An Inaugural Occasion

As Washington throws its biggest party, GW is on the guest list.

January 23, 2013

This weekend, GW rang in four more years of President Barack Obama with celebrations and events on and off campus. From serving their communities at the Points of Light event to dancing the night away at GW’s own inaugural ball, GW students and community members welcomed the new presidential era in style.

“President Knapp always says our students are in the front row of the theater of history,” said Lorraine Voles, vice president for external relations. “That is never more true than on inauguration weekend.”

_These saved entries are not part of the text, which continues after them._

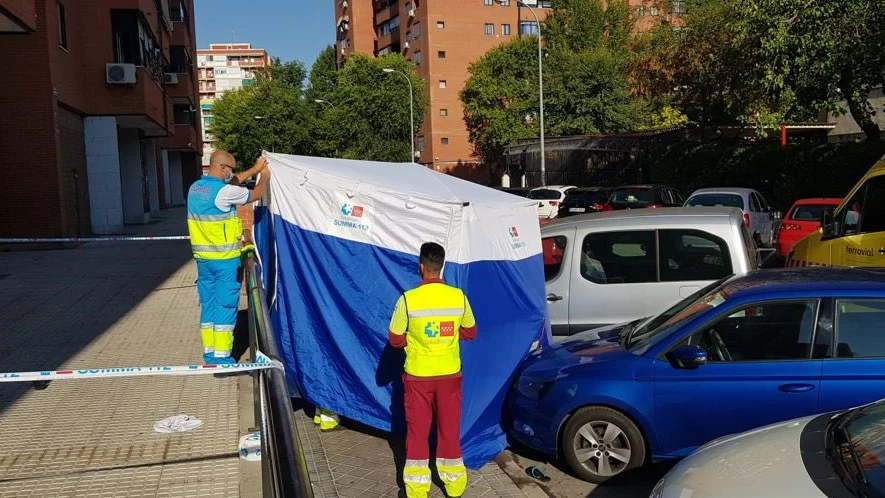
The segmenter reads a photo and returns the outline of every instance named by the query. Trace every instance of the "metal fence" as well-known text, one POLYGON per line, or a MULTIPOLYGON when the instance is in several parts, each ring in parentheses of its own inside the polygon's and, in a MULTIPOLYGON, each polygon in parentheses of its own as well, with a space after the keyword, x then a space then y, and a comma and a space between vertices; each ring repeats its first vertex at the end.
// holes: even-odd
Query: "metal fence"
MULTIPOLYGON (((255 259, 244 258, 249 300, 249 345, 253 361, 257 351, 281 361, 270 316, 267 296, 261 287, 255 259)), ((286 374, 277 368, 256 374, 256 420, 261 428, 261 465, 265 497, 313 498, 304 450, 295 426, 286 374)))

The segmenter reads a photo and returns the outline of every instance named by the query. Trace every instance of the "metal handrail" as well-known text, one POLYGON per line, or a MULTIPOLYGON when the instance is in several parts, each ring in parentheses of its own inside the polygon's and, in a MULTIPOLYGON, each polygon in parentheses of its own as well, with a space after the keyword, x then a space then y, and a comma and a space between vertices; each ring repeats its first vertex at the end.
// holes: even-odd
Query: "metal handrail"
MULTIPOLYGON (((267 297, 258 280, 255 259, 243 258, 249 300, 249 343, 253 361, 257 351, 281 361, 267 309, 267 297)), ((295 411, 286 374, 278 368, 256 372, 256 419, 261 421, 262 481, 265 497, 313 498, 304 450, 295 427, 295 411)))

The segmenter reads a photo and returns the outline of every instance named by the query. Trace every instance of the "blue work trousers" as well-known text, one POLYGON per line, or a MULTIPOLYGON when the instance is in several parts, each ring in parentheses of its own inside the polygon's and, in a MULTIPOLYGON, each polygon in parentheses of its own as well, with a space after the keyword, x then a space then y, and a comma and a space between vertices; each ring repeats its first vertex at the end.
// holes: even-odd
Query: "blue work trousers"
POLYGON ((197 259, 200 335, 204 354, 213 353, 216 358, 231 355, 241 288, 240 258, 197 259))

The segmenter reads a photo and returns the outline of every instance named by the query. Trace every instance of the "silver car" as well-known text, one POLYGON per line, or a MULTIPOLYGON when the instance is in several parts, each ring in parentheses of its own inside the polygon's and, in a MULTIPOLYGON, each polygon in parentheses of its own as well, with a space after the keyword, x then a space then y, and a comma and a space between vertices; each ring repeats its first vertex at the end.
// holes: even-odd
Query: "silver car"
POLYGON ((728 275, 756 269, 741 212, 609 211, 541 229, 554 335, 655 315, 728 275))
POLYGON ((719 438, 650 498, 885 496, 885 400, 719 438))
POLYGON ((750 231, 756 245, 774 245, 776 215, 768 200, 751 188, 702 188, 695 190, 685 207, 733 207, 743 212, 744 225, 750 231))

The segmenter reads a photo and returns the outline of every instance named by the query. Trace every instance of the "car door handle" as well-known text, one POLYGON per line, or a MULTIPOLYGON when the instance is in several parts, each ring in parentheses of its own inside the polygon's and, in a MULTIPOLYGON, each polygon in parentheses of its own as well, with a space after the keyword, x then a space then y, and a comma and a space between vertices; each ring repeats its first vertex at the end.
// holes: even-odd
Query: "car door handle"
POLYGON ((879 254, 885 254, 885 247, 879 249, 879 254))
POLYGON ((778 386, 778 390, 785 393, 807 393, 814 390, 814 386, 812 384, 784 384, 778 386))
POLYGON ((547 294, 547 300, 550 302, 562 301, 562 296, 557 296, 556 294, 550 293, 550 294, 547 294))

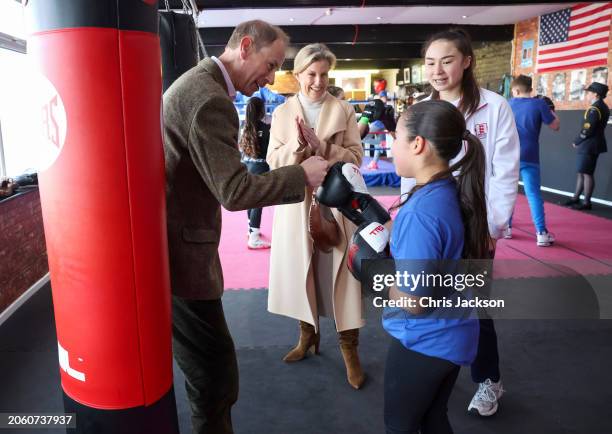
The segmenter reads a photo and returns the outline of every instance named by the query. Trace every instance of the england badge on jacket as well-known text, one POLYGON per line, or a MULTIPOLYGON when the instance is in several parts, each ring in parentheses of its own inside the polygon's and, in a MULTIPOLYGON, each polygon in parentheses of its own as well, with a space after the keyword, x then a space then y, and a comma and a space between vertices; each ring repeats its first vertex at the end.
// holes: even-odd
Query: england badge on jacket
POLYGON ((486 122, 476 124, 474 130, 474 135, 476 137, 478 137, 480 140, 486 139, 487 133, 489 132, 489 125, 486 122))

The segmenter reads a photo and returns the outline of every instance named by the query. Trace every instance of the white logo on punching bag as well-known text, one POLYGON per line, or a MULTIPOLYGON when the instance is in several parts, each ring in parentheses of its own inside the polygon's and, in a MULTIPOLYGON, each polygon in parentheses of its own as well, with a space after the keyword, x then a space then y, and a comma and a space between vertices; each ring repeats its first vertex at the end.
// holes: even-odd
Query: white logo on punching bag
MULTIPOLYGON (((70 367, 68 351, 66 351, 59 342, 57 343, 57 355, 59 356, 60 368, 62 368, 66 374, 70 375, 72 378, 76 378, 79 381, 85 381, 84 372, 79 372, 70 367)), ((82 359, 79 359, 79 361, 82 361, 82 359)))
POLYGON ((53 84, 42 74, 34 73, 30 107, 37 117, 36 157, 39 171, 51 167, 66 141, 66 109, 53 84))

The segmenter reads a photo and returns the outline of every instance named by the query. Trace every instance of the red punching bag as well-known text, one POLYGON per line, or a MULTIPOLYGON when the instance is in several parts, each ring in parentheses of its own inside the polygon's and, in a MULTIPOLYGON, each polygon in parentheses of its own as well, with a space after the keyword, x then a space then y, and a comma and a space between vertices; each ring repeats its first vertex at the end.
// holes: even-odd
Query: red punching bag
POLYGON ((178 432, 157 1, 30 0, 26 16, 65 403, 80 432, 178 432))

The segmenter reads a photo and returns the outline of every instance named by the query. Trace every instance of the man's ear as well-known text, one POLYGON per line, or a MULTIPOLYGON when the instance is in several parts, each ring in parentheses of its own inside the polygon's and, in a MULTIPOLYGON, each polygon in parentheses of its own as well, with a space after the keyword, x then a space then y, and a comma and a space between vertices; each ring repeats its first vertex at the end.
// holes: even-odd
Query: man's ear
POLYGON ((250 36, 244 36, 240 40, 240 58, 246 59, 249 53, 253 50, 253 39, 250 36))

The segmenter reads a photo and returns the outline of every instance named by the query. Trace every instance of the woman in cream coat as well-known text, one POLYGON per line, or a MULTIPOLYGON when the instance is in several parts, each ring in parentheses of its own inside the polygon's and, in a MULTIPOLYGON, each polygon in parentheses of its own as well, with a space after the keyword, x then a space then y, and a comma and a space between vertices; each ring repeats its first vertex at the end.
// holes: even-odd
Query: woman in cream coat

Some braved street closures and chilly weather to witness history on the National Mall—including the first inaugural speech to acknowledge the struggles of gay and lesbian Americans.

“I was with one of my best friends, who’s gay, and it was amazing—I saw this historical shift, but I also saw that shift in my friend’s face,” said Rob Maxim, B.A. ’11, and graduate student in the Elliott School, who stood with hundreds of thousands of others on the National Mall during President Obama’s second swearing-in. “One civil rights struggle that I’ve lived through is the push for marriage equality and LGBT rights. Being able to stand there in person with my friends at that moment and see it—I think that’s something I’ll tell my grandkids about.”

The university also hosted cozier viewing parties at the Marvin Center, and community members gathered all over the city to hold their own. Columbian College student Corey Schroer watched the ceremony and parade from an apartment overlooking the parade route—an apartment belonging to his former professor, who invited Mr. Schroer and his classmates from her fall semester seminar to share her front-row seats.

Viewers of the inaugural parade, in D.C. and at home, also saw individual GW student stories highlighted in campus signage, Union Station billboards and other visible venues—including a television spot that aired on select channels.

And at GW’s Inaugural Ball—a quadrennial tradition since 1993, and the nation’s only major university inaugural ball—students, staff and faculty members took a break from the pressures of the new semester to get glamorous. The black-tie event, held on Monday night at the Omni Shoreham hotel, was so highly anticipated that it sold out all 5,500 tickets on Election Day.

Mr. Maxim said he was glad that GW held its own ball and that it could accommodate so many people, especially since there were fewer opportunities to attend “official” galas than there were in 2009.

“A lot of GW students come here because they want to have a seat up close to politics,” he said. “If there hadn’t been a separate ball for GW, a lot of students who had a great time last night would’ve missed out.”

Master's student Maria Schwartzman called the ball “a once-in-a-lifetime experience, and a fun way to celebrate living in D.C. during an inaugural year!”

“The students had a great time at the ball, and they deserved it—their exuberance and enthusiasm make GW what it is,” said Michael Peller, assistant vice president for events and venues. “It was a great end to a great day in Washington, D.C.”

GW students also shared their personal inaugural experiences on Twitter, Facebook and other platforms with the hashtag #GWInaugural as part of the university’s social media contest. Nearly 300 people registered, producing 13,218 tweets—more than 2,000 on Inauguration Day alone—and 285 Instagram photos.

“Where I come from, this kind of stuff doesn’t happen,” said Mr. Schroer, of Plymouth, Minn. “So just the whole atmosphere, the motorcades, the speeches, all the people—even going though the security checkpoints—was exciting. That’s something that doesn’t happen everywhere or every day.”